IFN-α enhances the TRIM5α_rh-mediated blocks of HIV-1 replication. (A) FrhK4 cells were pretreated with 0, 4, 20, or 100 U/ml of IFN-α for 6 h and then infected with increasing amounts of GFP-expressing HIV-1 vector. Two days after infection, the GFP-positive cell populations were determined by flow cytometry (left panel). The relative HIV-1 vector infectivity in IFN-α-treated cells (mean ± standard deviation [SD]) is shown in the right panel. (B) FrhK4 cells (1.0 × 10⁵) were transfected with 0.2 μg of pNL4-3 along with 1.0 μg of either pBlueScriptII (control), a parental shRNA plasmid (pLKO1), or TRIM5α-specific shRNA constructs (pLKO-H3 and pLKO-H4). After overnight transfection, the culture supernatants were replaced with fresh growth media containing various concentrations of IFN-α. Two days after transfection, culture supernatants were harvested to determine HIV-1 production. Viral titers were shown as infectious units per milliliter in GHOST(3)R3/X4/R5 cells. (C) FrhK4 cells (1.0 × 10⁵) were transfected with 0.2 μg of pNL4-3 or pSIV_MAC1A11 along with 1.0 μg of pLKO1, pLKO-H3, or pLKO-H4. After overnight transfection, the culture supernatants were replaced with fresh growth media containing 100 U/ml of IFN-α. Two days after transfection, culture supernatants were harvested and viral titers were determined in GHOST(3)R3/X4/R5 cells (mean ± SD). (D) FrhK4 cells (1.0 × 10⁵) were transfected with 1.0 μg of pNL4-3. After overnight transfection, the culture supernatants were replaced with fresh growth media containing 100 U/ml of IFN-α. Two days after IFN-α treatment, culture supernatants were harvested to determine the viral titers and p24 concentrations (mean ± SD).

FIG. 3.

IFN-α upregulates TRIM5α_hu mRNA and enhances postentry restriction against N-MLV in human cells. (A) TE671 and HeLa cells were treated with 100 U/ml of IFN-α for 4 h.
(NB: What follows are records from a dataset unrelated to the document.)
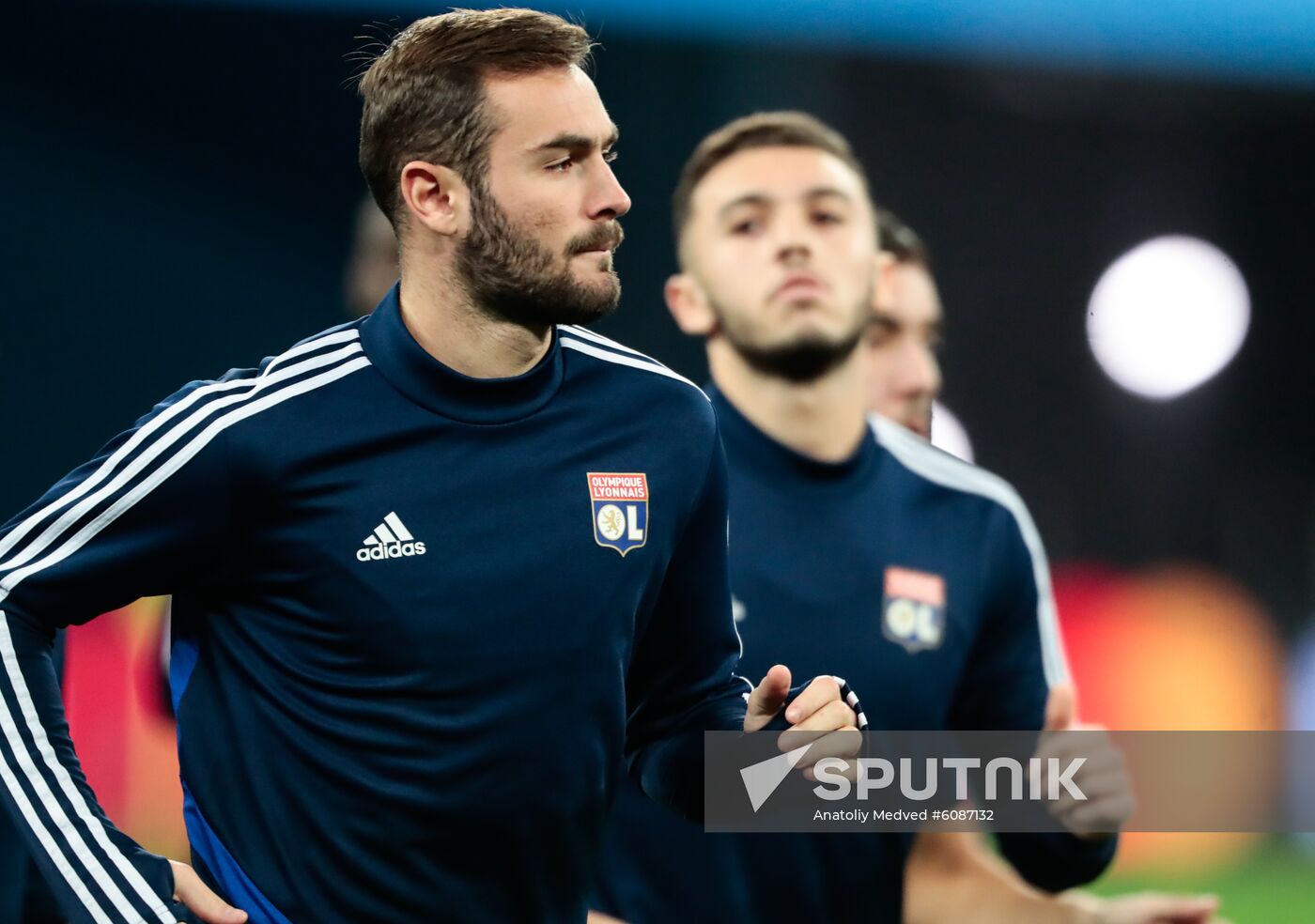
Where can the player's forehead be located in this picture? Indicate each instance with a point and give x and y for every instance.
(907, 298)
(536, 109)
(772, 177)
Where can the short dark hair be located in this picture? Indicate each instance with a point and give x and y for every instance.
(763, 129)
(424, 95)
(900, 240)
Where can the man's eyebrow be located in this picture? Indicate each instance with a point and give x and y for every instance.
(763, 199)
(818, 192)
(747, 199)
(571, 141)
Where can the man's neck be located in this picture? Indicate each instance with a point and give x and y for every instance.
(824, 420)
(441, 316)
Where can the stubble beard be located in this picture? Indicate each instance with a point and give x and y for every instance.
(512, 278)
(805, 359)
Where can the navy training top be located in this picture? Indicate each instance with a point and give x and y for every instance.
(417, 621)
(922, 581)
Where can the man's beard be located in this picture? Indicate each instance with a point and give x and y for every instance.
(513, 278)
(801, 361)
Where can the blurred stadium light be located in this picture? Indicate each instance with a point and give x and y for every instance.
(1269, 41)
(1168, 316)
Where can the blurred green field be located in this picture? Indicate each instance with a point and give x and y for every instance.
(1273, 885)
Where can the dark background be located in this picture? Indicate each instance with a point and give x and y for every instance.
(179, 186)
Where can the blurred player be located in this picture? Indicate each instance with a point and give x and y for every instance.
(953, 875)
(835, 527)
(372, 262)
(431, 571)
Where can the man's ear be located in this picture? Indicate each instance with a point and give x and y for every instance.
(437, 197)
(689, 306)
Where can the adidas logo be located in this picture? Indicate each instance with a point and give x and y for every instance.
(390, 540)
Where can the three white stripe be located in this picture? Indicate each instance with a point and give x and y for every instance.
(390, 531)
(627, 357)
(944, 470)
(10, 664)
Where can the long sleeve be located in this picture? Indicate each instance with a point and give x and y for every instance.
(1018, 657)
(681, 677)
(145, 516)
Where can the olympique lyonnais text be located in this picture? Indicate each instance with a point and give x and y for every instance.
(618, 487)
(877, 773)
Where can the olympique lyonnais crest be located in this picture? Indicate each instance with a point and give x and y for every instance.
(620, 502)
(913, 608)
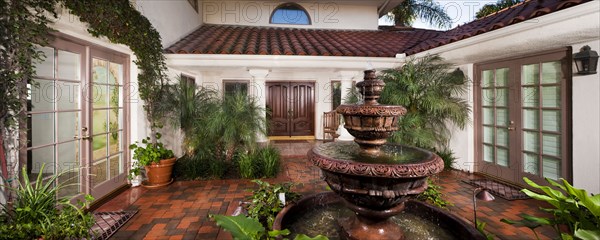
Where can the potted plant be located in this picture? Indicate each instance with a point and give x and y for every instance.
(157, 160)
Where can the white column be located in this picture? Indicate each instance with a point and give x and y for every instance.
(346, 81)
(259, 91)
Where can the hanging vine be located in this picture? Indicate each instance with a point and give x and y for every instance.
(24, 25)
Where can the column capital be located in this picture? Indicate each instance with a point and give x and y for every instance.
(346, 75)
(259, 72)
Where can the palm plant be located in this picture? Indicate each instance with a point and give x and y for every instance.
(187, 105)
(430, 93)
(495, 7)
(409, 10)
(233, 125)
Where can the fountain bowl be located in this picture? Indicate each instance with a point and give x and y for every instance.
(458, 227)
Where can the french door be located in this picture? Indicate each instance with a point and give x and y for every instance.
(291, 107)
(76, 118)
(522, 118)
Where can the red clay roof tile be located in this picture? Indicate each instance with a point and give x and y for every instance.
(230, 39)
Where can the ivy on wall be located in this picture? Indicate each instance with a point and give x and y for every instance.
(121, 23)
(24, 25)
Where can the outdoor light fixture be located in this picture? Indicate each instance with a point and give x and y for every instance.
(482, 194)
(586, 60)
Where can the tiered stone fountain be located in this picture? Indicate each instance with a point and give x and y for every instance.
(375, 179)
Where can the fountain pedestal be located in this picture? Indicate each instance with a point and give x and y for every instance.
(373, 178)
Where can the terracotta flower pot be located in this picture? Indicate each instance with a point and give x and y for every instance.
(160, 174)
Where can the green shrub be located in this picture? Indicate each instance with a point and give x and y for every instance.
(269, 161)
(265, 203)
(433, 195)
(448, 156)
(37, 212)
(573, 208)
(246, 163)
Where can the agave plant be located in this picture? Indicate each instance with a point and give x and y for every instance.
(232, 126)
(188, 104)
(430, 92)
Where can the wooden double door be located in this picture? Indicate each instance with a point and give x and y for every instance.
(291, 108)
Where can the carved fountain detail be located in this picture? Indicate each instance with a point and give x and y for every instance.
(373, 188)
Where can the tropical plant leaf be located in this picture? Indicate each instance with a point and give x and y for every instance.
(240, 227)
(587, 234)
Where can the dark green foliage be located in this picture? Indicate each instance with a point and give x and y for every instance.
(186, 105)
(37, 212)
(121, 23)
(433, 195)
(409, 10)
(431, 94)
(448, 156)
(495, 7)
(265, 203)
(573, 208)
(261, 162)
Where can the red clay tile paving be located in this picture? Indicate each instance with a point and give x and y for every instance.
(180, 211)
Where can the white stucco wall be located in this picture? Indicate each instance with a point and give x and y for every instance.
(586, 126)
(173, 19)
(575, 27)
(323, 14)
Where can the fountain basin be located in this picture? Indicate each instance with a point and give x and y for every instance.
(371, 124)
(440, 224)
(375, 182)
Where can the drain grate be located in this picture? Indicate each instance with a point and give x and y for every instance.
(107, 223)
(499, 189)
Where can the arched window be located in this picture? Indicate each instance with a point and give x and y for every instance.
(290, 13)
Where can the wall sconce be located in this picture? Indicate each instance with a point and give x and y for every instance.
(586, 61)
(482, 194)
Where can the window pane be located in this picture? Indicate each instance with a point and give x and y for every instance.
(531, 141)
(487, 97)
(530, 163)
(43, 96)
(99, 71)
(551, 120)
(115, 74)
(488, 116)
(99, 144)
(551, 96)
(487, 79)
(68, 95)
(45, 67)
(42, 129)
(99, 171)
(530, 119)
(488, 153)
(501, 97)
(114, 96)
(530, 74)
(488, 135)
(100, 121)
(99, 96)
(39, 157)
(502, 137)
(502, 117)
(551, 167)
(68, 125)
(502, 155)
(551, 72)
(115, 166)
(551, 144)
(69, 65)
(68, 161)
(502, 77)
(530, 96)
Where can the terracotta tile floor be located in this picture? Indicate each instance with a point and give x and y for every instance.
(181, 210)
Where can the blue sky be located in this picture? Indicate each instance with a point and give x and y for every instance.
(461, 11)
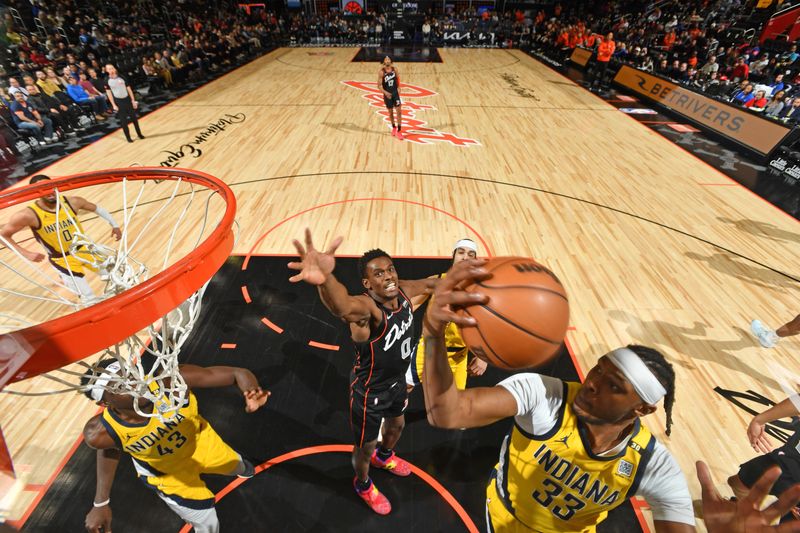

A 1.0-μg amount of total RNA was used to synthesize the first-strand DNA, and one-tenth of the RT products were used to detect TRIM5α_hu and α-tubulin transcripts. Serially diluted RT products (equivalent to 0.1, 0.05, 0.025, 0.0125, 0.0063, and 0.0031 μg of total RNA samples) were used to detect the TRIM5α_hu-specific transcript. (B) Activated PBL from a healthy donor were treated the same as described forTE671 and HeLa cells in panel A. (C) Activated PBL from a healthy donor were infected with HIV-1 NL4-3 at a multiplicity of infection of 0.5 for 48 h. Heat-inactivated (h.i.) virus (NL4-3, preincubated at 56°C for 1 h) was also used as a noninfectious control. The TRIM5α_rh-specific transcript was detected by RT-PCR. (D) TE671 cells were pretreated with 0, 20, or 100 U/ml of IFN-α for 4 h and then infected with GFP-expressing N-MLV and HIV-1 vectors. Three days after infection, the GFP-positive cell populations were determined by flow cytometry (mean ± SD). (E) TE671 cells (1.0 × 10⁵) were transfected with 0.2 μg of pNL4-3 or p89.6 by using Fugene6 (Roche). After overnight transfection, the culture supernatants were replaced with fresh growth media containing 0, 20, or 100 U/ml of IFN-α. Two days after transfection, culture supernatants were harvested to determine HIV-1 production. Viral titers were determined in GHOST(3)R3/X4/R5 cells (mean ± SD).